Lantas bagaimana halnya apabila suami tidak dapat memenuhi karena adanya gangguan atau penyakit seperti impotensi dan semisalnya ? Para ulama telah membahas hal ini.

Ibnul-Qayyim rahimahullah berkata saat membahas cacat yang dapat membatalkan nikah :

فاختلف الفقهاءُ فى ذلك، فقال داود، وابنُ حزم، ومَنْ وافقهما: لا يُفْسَخْ النكاحُ بعيب ألبتة، وقال أبو حنيفة: لا يفسخ إلا بالجَبِّ والعُنَّةِ خاصة. وقال الشافعى ومالك: يُفْسَخُ بالجنونِ والبَرَصِ، والجُذامِ والقَرَن، والجَبِّ والعُنَّةِ خاصة، وزاد الإمام أحمد عليهما: أن تكونَ المرأة فتقاءَ منخرِقة ما بينَ السبيلين، ولأصحابه فى نَتَنِ الفرج والفم، وانخراقِ مخرجى البول والمنى فى الفرج، والقروح السيالة فيه، والبواسير، والنَّاصور، والاستحاضة، واستطلاقِ البول، والنجو، والخصى وهو قطعُ البيضتينِ، والسَّل وَهو سَلُّ البيضتين، والوجء وهو رضُّهما، وكونُ أحدهما خُنثى مشكلاً، والعيبِ الذى بصاحبه مثلُه مِن العيوب السبعة، والعيبِ الحادث بعد العقد، وجهان.
وذهب بعضُ أصحابِ الشافعى إلى ردِّ المرأة بكُلِّ عيبٍ تُردُّ به الجاريةُ فى البيع وأكثرُهم لا يَعْرِفُ هذا الوجهَ ولا مظِنَّتَه، ولا مَنْ قاله. وممن حكاه: أبو عاصم العبادانى فى كتاب طبقات أصحاب الشافعى، وهذا القولُ هو القياس، أو قولُ ابن حزم ومن وافقه.
وأما الاقتصارُ على عيبين أو ستة أو سبعة أو ثمانية دون ما هو أولى منها أو مساو لها، فلا وجه له،

“Para fuqahaa telah berbeda pendapat tentang hal tersebut.
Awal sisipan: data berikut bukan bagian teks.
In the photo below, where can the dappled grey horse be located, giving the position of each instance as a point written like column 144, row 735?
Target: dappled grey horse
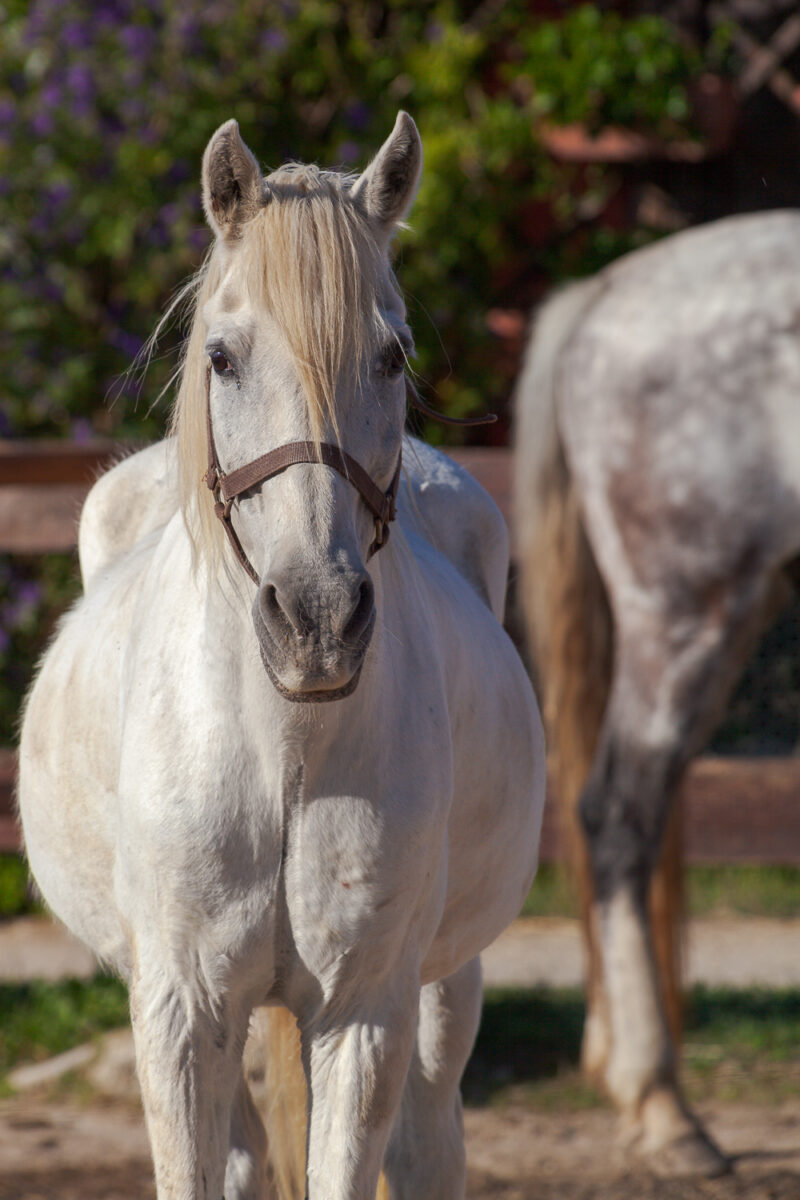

Abu Daawud, Ibnu Hazm, dan yang sependapat dengan mereka berdua berkata : ‘Tidak boleh dibatalkan sama sekali pernikahan dengan sebab adanya cacat’. Abu Haniifah berkata : ‘Tidak boleh dibatalkan kecuali suaminya terpotong kemaluannya (dikebiri) dan impoten’. Asy-Syaafi’iy dan Maalik berkata : ‘(Pernikahan) dibatalkan dengan sebab gila, kusta, lepra, qaran (= semacam kelainan dari kemaluan seorang wanita akibat adanya daging tumbuh atau semacamnya sehingga tersumbat yang mengakibatkan tidak bisa melakukan jima’), terpotong kemaluannya, dan impoten’. Al-Imam Ahmad menambahkan dari yang telah disebutkan keduanya : ‘Jika si wanita mempunyai kelainan pada kemaluannya karena sobek pembatas antara dua lubang (qubul dan dubur)’. Dan menurut shahabat-shahabatnya termasuk bau busuk yang keluar dari farji dan mulut, robeknya saluran kencing dan mani pada kemaluan, luka nanah pada kemaluan, wasir, sembelit, istihadlah, kencing terus-menerus, najwu (= penyakit/kelainan pada perut sehingga mengeluarkan bau busuk dan kotoran), khashaa (terpotong buah dzakarnya), tidak memiliki buah dzakar, waj’u (buah dzakarnya hancur/rusak), berkelamin ganda, dan cacat-cacat lain yang sejenis dengan tujuh cacat ini yang ada pada suami/istri.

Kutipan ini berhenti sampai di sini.